Unbroken is a great story, beautifully shot, poorly told. It manages to leave out everything that would’ve humanized Louis (*** for book spoilers), yet studiously leaves in every part where he gets beaten up, and even throws in a few extra for good measure. Grandpap may tell you beatings build character, they’re not a substitute for character.
Also, for a movie directed by an actress, a lot of the acting is pretty terrible. Louis and his bomber’s captain, Phil, are stuck on a lifeboat with a crewman played by Finn Witrock, who seems like a male model out of his depth here. The story focuses so much on Louis’s relationship to his chief tormentor, the Bird, played by Takamasa Isihara, that I could see it carrying the movie if they’d cast someone who was better at playing the charismatic sadist, a force of nature in the vein of Christoph Waltz in Inglourious Basterds. Baby-faced Isihara never rises above TBS movie-of-the-week level villainry. Jack O’Connell is passable as Zamperini, in that he’s decent at grimacing, but it seems to me someone could’ve at least taught him how to pronounce “gnocchi” (knee-yokey? come on, man.).
Not surprisingly, the most effective part of the movie is the final scene, featuring footage of the real Zamperini, 80 years old and carrying the torch at the Nagano Olympics through crowds of cheering Japanese. The scene has a natural emotional weight that no amount of sappy music or folksy chestnuts could f*ck up. Almost every single based-on-a-true-story biopic or Oscar movie, from Argo to The Fighter, ends this way, with photographs or stock footage of the real subjects of the film. More than 10 years after American Splendor it blows my mind that no one else has tried to incorporate any of this historical footage into the narrative. Mix it up! Half of these movies make me feel like I’m just biding my time until the epilogue text. With Unbroken, the entire movie kind of feels like epilogue text, more like Angelina Jolie’s book report on Unbroken than a movie. I tend to assume that the more hands a project passes through, the broader and more generalized it gets. With Unbroken, it feels like we’ve been left with only the most obvious, middle-of-the-road outline of the Louis Zamperini story, where all the scenes involve someone trying to break him and him remaining unbroken (because of the moxie, you see). Christ, have some fun, this movie is about plane crashes and sharks and Hitler, for God’s sake.

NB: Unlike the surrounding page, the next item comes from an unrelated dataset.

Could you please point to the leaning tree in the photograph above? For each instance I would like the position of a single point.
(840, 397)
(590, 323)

I’d like to think Louis Zamperini was a real guy with a real personality, not just a guy who was put through a series of ordeals who grimaced a lot and eventually came through, with the help of his God, his human hang-in-there-baby poster brother, and an unbreakable will. In fact, this movie easily could’ve been called Triumph of the Will, though I wouldn’t recommend it.
GRADE: C+
Vince Mancini is a writer and comedian living in San Francisco. You can find more of his work on FilmDrunk, the Uproxx network, the Portland Mercury, the East Bay Express, and all over his mom’s refrigerator. Fan FilmDrunk on Facebook, find the latest movie reviews here.
***The movie glosses over everything that happened on the ship to the 1936 Olympics, where Louis gained 10 pounds gorging on free steaks, having grown up learning to scrounge and scavenge every morsel. After his race he met Hitler, and at one point was nearly shot by Storm Troopers for trying to steal a Nazi flag as a souvenir. These plot points are omitted. Seems like they would’ve been important in building a character, and that maybe they could’ve swapped them for a few of the beatings.